Failure to install CUDA on WSL 2 Ubuntu

Hello, I’ve followed all the steps in the user guide (https://docs.nvidia.com/cuda/wsl-user-guide/index.html)

but when I try to run docker run --gpus all nvcr.io/nvidia/k8s/cuda-sample:nbody nbody -gpu -benchmark it didn’t output anything.

  • I’m using winver 20150
  • Docker Desktop is Disabled
  • Using kernel Linux version 4.19.121-microsoft-WSL2-standard (oe-user@oe-host) (gcc version 8.2.0 (GCC)) #1 SMP Thu May 14 20:25:24 UTC 2020
  • ls /usr/lib/wsl/lib outputs libcuda.so libcuda.so.1 libcuda.so.1.1 libd3d12.so libdirectml.so libdxcore.so

What can I do to debug this?

Did you start Docker service (sudo dockerd) in a separate WSL2 window?

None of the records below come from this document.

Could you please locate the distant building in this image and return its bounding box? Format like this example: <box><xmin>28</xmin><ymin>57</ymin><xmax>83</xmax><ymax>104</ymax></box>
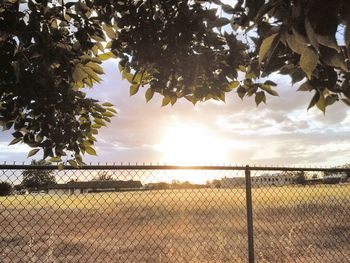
<box><xmin>220</xmin><ymin>177</ymin><xmax>245</xmax><ymax>188</ymax></box>
<box><xmin>40</xmin><ymin>180</ymin><xmax>142</xmax><ymax>195</ymax></box>
<box><xmin>252</xmin><ymin>174</ymin><xmax>294</xmax><ymax>187</ymax></box>
<box><xmin>221</xmin><ymin>174</ymin><xmax>294</xmax><ymax>188</ymax></box>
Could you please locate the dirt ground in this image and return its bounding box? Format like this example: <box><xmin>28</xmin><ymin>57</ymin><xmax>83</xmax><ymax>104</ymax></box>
<box><xmin>0</xmin><ymin>185</ymin><xmax>350</xmax><ymax>263</ymax></box>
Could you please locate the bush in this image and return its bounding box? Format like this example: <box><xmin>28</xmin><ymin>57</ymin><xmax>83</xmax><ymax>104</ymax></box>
<box><xmin>0</xmin><ymin>182</ymin><xmax>12</xmax><ymax>196</ymax></box>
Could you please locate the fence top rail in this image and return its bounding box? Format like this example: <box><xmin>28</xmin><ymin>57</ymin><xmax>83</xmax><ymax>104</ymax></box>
<box><xmin>0</xmin><ymin>164</ymin><xmax>350</xmax><ymax>172</ymax></box>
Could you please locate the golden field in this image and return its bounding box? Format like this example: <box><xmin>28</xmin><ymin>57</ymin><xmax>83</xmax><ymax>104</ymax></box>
<box><xmin>0</xmin><ymin>187</ymin><xmax>350</xmax><ymax>263</ymax></box>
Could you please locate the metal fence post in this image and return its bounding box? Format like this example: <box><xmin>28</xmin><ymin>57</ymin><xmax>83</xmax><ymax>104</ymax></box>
<box><xmin>245</xmin><ymin>165</ymin><xmax>254</xmax><ymax>263</ymax></box>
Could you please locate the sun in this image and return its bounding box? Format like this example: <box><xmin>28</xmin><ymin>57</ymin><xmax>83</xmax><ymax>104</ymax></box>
<box><xmin>157</xmin><ymin>125</ymin><xmax>227</xmax><ymax>165</ymax></box>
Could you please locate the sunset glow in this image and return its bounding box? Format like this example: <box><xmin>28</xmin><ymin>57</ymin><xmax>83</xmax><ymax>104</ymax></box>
<box><xmin>156</xmin><ymin>125</ymin><xmax>228</xmax><ymax>165</ymax></box>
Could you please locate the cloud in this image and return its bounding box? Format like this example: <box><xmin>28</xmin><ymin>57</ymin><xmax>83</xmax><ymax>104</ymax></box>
<box><xmin>0</xmin><ymin>62</ymin><xmax>350</xmax><ymax>165</ymax></box>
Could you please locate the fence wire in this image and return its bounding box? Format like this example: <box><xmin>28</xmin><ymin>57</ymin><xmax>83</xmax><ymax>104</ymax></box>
<box><xmin>0</xmin><ymin>165</ymin><xmax>350</xmax><ymax>263</ymax></box>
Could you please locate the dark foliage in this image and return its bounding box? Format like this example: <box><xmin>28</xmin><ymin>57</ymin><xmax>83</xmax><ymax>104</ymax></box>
<box><xmin>21</xmin><ymin>161</ymin><xmax>56</xmax><ymax>189</ymax></box>
<box><xmin>0</xmin><ymin>0</ymin><xmax>350</xmax><ymax>161</ymax></box>
<box><xmin>0</xmin><ymin>182</ymin><xmax>12</xmax><ymax>196</ymax></box>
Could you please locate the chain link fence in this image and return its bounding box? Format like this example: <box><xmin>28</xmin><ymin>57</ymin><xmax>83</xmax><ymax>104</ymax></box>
<box><xmin>0</xmin><ymin>165</ymin><xmax>350</xmax><ymax>263</ymax></box>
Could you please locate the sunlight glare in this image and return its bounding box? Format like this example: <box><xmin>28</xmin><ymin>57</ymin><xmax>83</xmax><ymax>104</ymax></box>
<box><xmin>157</xmin><ymin>125</ymin><xmax>228</xmax><ymax>165</ymax></box>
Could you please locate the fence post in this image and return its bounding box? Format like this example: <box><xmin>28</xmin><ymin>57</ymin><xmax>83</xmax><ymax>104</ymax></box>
<box><xmin>245</xmin><ymin>165</ymin><xmax>254</xmax><ymax>263</ymax></box>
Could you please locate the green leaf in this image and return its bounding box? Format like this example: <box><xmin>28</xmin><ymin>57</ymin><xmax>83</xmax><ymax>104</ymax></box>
<box><xmin>27</xmin><ymin>149</ymin><xmax>40</xmax><ymax>158</ymax></box>
<box><xmin>297</xmin><ymin>81</ymin><xmax>314</xmax><ymax>91</ymax></box>
<box><xmin>122</xmin><ymin>70</ymin><xmax>134</xmax><ymax>83</ymax></box>
<box><xmin>102</xmin><ymin>111</ymin><xmax>114</xmax><ymax>118</ymax></box>
<box><xmin>95</xmin><ymin>118</ymin><xmax>107</xmax><ymax>126</ymax></box>
<box><xmin>85</xmin><ymin>146</ymin><xmax>97</xmax><ymax>155</ymax></box>
<box><xmin>86</xmin><ymin>62</ymin><xmax>104</xmax><ymax>74</ymax></box>
<box><xmin>299</xmin><ymin>47</ymin><xmax>318</xmax><ymax>79</ymax></box>
<box><xmin>170</xmin><ymin>96</ymin><xmax>177</xmax><ymax>106</ymax></box>
<box><xmin>103</xmin><ymin>24</ymin><xmax>116</xmax><ymax>39</ymax></box>
<box><xmin>264</xmin><ymin>80</ymin><xmax>277</xmax><ymax>87</ymax></box>
<box><xmin>317</xmin><ymin>35</ymin><xmax>341</xmax><ymax>53</ymax></box>
<box><xmin>162</xmin><ymin>96</ymin><xmax>171</xmax><ymax>107</ymax></box>
<box><xmin>68</xmin><ymin>160</ymin><xmax>79</xmax><ymax>168</ymax></box>
<box><xmin>238</xmin><ymin>65</ymin><xmax>247</xmax><ymax>72</ymax></box>
<box><xmin>57</xmin><ymin>163</ymin><xmax>64</xmax><ymax>171</ymax></box>
<box><xmin>102</xmin><ymin>102</ymin><xmax>114</xmax><ymax>107</ymax></box>
<box><xmin>259</xmin><ymin>33</ymin><xmax>278</xmax><ymax>64</ymax></box>
<box><xmin>326</xmin><ymin>94</ymin><xmax>339</xmax><ymax>106</ymax></box>
<box><xmin>9</xmin><ymin>138</ymin><xmax>22</xmax><ymax>145</ymax></box>
<box><xmin>72</xmin><ymin>63</ymin><xmax>87</xmax><ymax>82</ymax></box>
<box><xmin>260</xmin><ymin>84</ymin><xmax>278</xmax><ymax>96</ymax></box>
<box><xmin>145</xmin><ymin>88</ymin><xmax>154</xmax><ymax>102</ymax></box>
<box><xmin>321</xmin><ymin>49</ymin><xmax>349</xmax><ymax>71</ymax></box>
<box><xmin>49</xmin><ymin>156</ymin><xmax>62</xmax><ymax>163</ymax></box>
<box><xmin>316</xmin><ymin>92</ymin><xmax>327</xmax><ymax>114</ymax></box>
<box><xmin>130</xmin><ymin>84</ymin><xmax>140</xmax><ymax>96</ymax></box>
<box><xmin>97</xmin><ymin>52</ymin><xmax>116</xmax><ymax>60</ymax></box>
<box><xmin>284</xmin><ymin>32</ymin><xmax>306</xmax><ymax>54</ymax></box>
<box><xmin>255</xmin><ymin>91</ymin><xmax>266</xmax><ymax>106</ymax></box>
<box><xmin>228</xmin><ymin>81</ymin><xmax>240</xmax><ymax>89</ymax></box>
<box><xmin>215</xmin><ymin>17</ymin><xmax>231</xmax><ymax>27</ymax></box>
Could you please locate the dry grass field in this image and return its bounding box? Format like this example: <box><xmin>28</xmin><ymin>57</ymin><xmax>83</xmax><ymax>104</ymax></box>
<box><xmin>0</xmin><ymin>185</ymin><xmax>350</xmax><ymax>263</ymax></box>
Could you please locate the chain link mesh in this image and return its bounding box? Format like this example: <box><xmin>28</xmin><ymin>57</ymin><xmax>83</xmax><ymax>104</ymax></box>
<box><xmin>0</xmin><ymin>165</ymin><xmax>350</xmax><ymax>263</ymax></box>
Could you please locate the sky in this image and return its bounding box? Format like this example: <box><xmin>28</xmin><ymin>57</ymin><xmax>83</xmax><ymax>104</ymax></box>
<box><xmin>0</xmin><ymin>61</ymin><xmax>350</xmax><ymax>167</ymax></box>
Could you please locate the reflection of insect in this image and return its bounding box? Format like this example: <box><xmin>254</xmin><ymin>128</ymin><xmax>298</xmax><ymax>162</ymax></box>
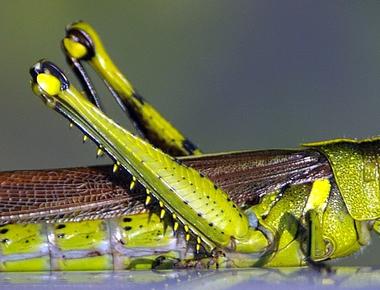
<box><xmin>0</xmin><ymin>22</ymin><xmax>380</xmax><ymax>271</ymax></box>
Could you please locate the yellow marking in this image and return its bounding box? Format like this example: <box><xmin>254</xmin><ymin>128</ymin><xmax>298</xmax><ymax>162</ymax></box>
<box><xmin>129</xmin><ymin>180</ymin><xmax>136</xmax><ymax>190</ymax></box>
<box><xmin>54</xmin><ymin>255</ymin><xmax>113</xmax><ymax>271</ymax></box>
<box><xmin>96</xmin><ymin>147</ymin><xmax>104</xmax><ymax>157</ymax></box>
<box><xmin>53</xmin><ymin>220</ymin><xmax>107</xmax><ymax>251</ymax></box>
<box><xmin>0</xmin><ymin>224</ymin><xmax>47</xmax><ymax>256</ymax></box>
<box><xmin>37</xmin><ymin>73</ymin><xmax>61</xmax><ymax>96</ymax></box>
<box><xmin>0</xmin><ymin>256</ymin><xmax>50</xmax><ymax>272</ymax></box>
<box><xmin>145</xmin><ymin>195</ymin><xmax>152</xmax><ymax>205</ymax></box>
<box><xmin>304</xmin><ymin>179</ymin><xmax>331</xmax><ymax>213</ymax></box>
<box><xmin>63</xmin><ymin>22</ymin><xmax>201</xmax><ymax>155</ymax></box>
<box><xmin>63</xmin><ymin>37</ymin><xmax>87</xmax><ymax>59</ymax></box>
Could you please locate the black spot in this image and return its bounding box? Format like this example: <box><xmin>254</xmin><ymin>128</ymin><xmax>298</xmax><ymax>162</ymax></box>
<box><xmin>182</xmin><ymin>139</ymin><xmax>198</xmax><ymax>155</ymax></box>
<box><xmin>133</xmin><ymin>92</ymin><xmax>144</xmax><ymax>105</ymax></box>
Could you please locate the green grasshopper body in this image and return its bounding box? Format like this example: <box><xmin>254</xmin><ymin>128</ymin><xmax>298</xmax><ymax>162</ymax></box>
<box><xmin>0</xmin><ymin>22</ymin><xmax>380</xmax><ymax>271</ymax></box>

Should I? I started sudo service docker start in the same window as I run docker run

Please start the dockerd deamon in a WSL2 window separate from the WSL2 command window where you plan to run the docker containers.
The blog ( Announcing CUDA on Windows Subsystem for Linux 2) and the User Guide (https://docs.nvidia.com/cuda/wsl-user-guide/index.html) show how to do that.

Okay, I’ve attempted this, running sudo dockerd in one windows and running the docker run in another.

For now I tried running docker run hello-world successfully
but when running the the benchmark, I’ve left it for 30 minutes and still no output.

if I tried docker ps in yet another windows, it shows the following

is it normal to wait that long? or there’re anything that I could check?

EDIT:
There are several Warning when I ran sudo dockerd


does it affects the docker?

It is a bit odd you don’t see any output from the benchmark workload in WSL2. Assuming something went wrong there, it should at least show an error.
When you are running the workload, do you see any GPU activity in the Task Manager on the Windows host?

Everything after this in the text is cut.